Er nahm einen Stift und schrieb darunter:
Mit jedem den ich treffe verhandle ich Balancen zwischen Chaos und Ordnung, zwischen Führen und Folgen, zwischen Nähe und Distanz, zwischen Rolle und ich, zwischen glauben und wissen.
Und ging zurück vor das Haus. Sie würde es nie lesen.
Die Gaukler tanzen auf den Straßen, jedes Stückchen Bürgersteig als Bühne benutzend. Feuerspucker, Jongleure, Einradfahrer. Pantomime, Puppenspieler, Poesie. Die Stadt ist voller Narren, dachte er, offensichtlichen und naiven. Die einen geben den Spiegel und werden von den anderen ausgelacht und es liegt dieses unausgesprochene Wissen in der Luft, dass jedes Lachen auch ein Rollentausch ist: Spieglein, Spieglein in der Stadt, wer ist der größere Narr im Land? Er lief umher, doch fand sie nicht. Man konnte sich im Stadtdschungel mindestens so gut verlaufen wie im Wald. War sie zurückgegangen? War sie abgehauen?
Es ist Illusion zu glauben, man könne die Bühne verlassen. Auf Lebenszeit ist das unmöglich. Das höchste der Gefühle ist, die Bühne zu wechseln. Den Ort. Die Zeit. Das Stück. Das Publikum. Mancher bespielt lieber kleine Bühnen. Überschaubare. Andere lieben den großen Auftritt, wenngleich Rampenlicht im Verdacht steht, schwer heilbaren Größenwahn auszulösen. Mancher ist mehr Marionette als selbstbesetzte Rolle, weil soviele Strippen an ihm ziehen. Ohne uns, die wir am liebsten hinter der Bühne arbeiten, wäre so manche Performance nur lauwarme Luft. Wir schneidern Masken und töpfern Kostüme. Wir schreiben Texte und formen Geschichten. Manipulieren Gefühle mit Klang und Geruch, und zielen einzig und vor allem auf die Reaktion des Auditoriums - in welches wir uns nach getaner Arbeit mischen. Man kann die Bühne nicht verlassen. Man kann sie wechseln. the show must go on.

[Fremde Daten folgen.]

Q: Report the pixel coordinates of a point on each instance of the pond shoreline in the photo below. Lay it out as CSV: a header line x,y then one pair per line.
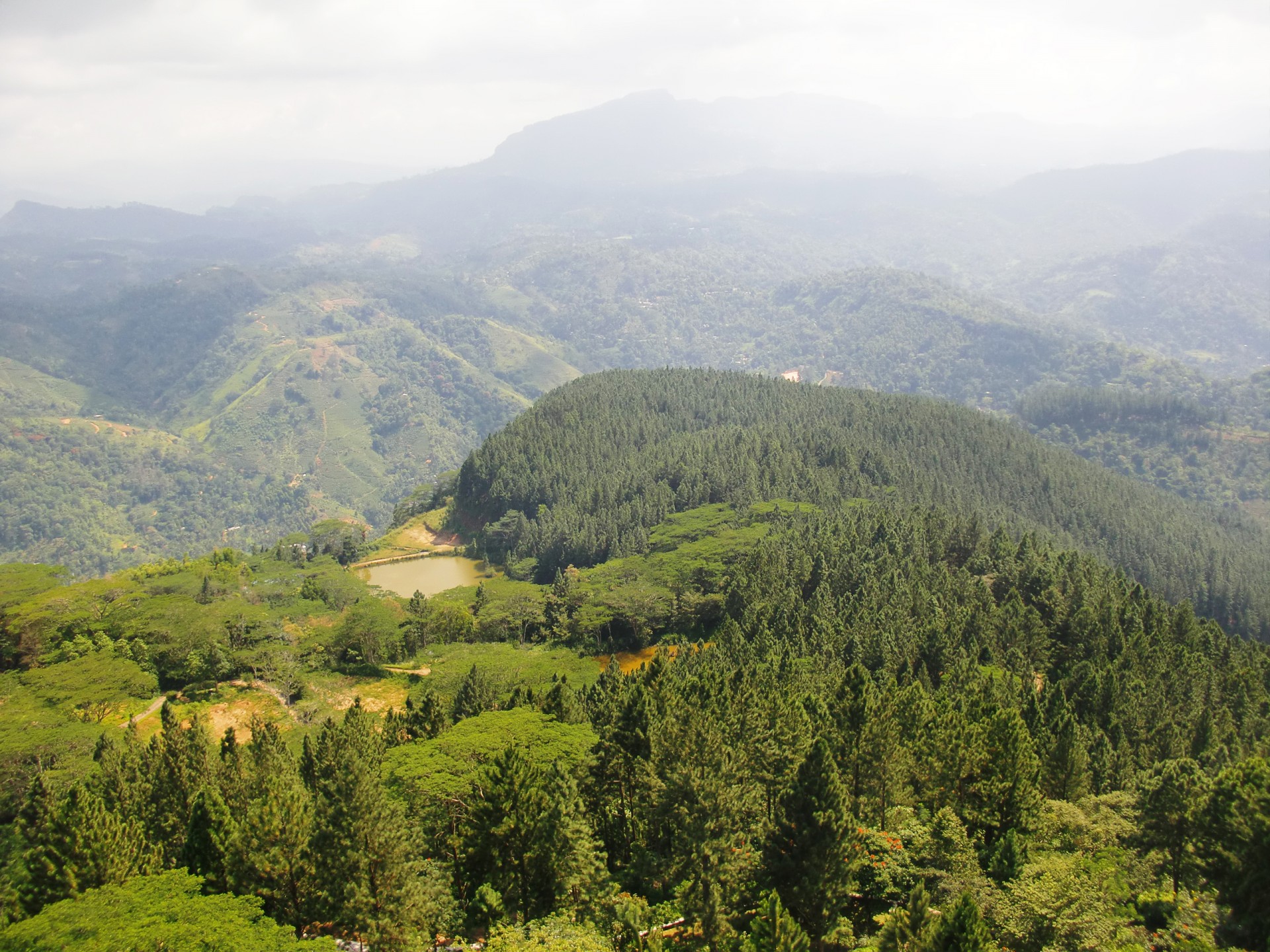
x,y
429,573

Eigentlich musste das ja alles so kommen. Er stand am Rand der Bühne, sah vor sich die Menge tanzen, spürte den Bass im Brustkorb und vergewisserte sich, wo er war: Am Rand der Bühne, vor sich die Menge, der Bass im Brustkorb. Er breitete die Arme aus und schloss die Augen. Sich in die Arme von Unbekannten fallen zu lassen war nicht seine Stärke. Aber er hatte keine Wahl. Ein Punkkonzert ist wie das Leben: Es folgte eigenen Regeln, brachte dich hierhin und dorthin und immer in Kontakt mit den anderen. Er erlaubte seinen Füßen, die Balance aufzugeben und spürte, wie sein Körper sich neigte. Er blieb steif wie ein Brett. "Was habe ich schon zu verlieren?" dachte er und spürte im selben Moment Hände an seinem Körper: An den Schultern, den Knien, am Bauch, knapp neben dem Schwanz. Jemand fuhr ihm durchs Haar, als er spürte, wie er von Hand zu Hand gegeben wurde. "Wir sind so leicht, dass wir fliegen." Wie ein Meer aus Händen wogte es unter ihm und er schwamm auf den Händen der Herde. So also ist das, wenn man sich fallen läßt und trotzdem aufgefangen wird.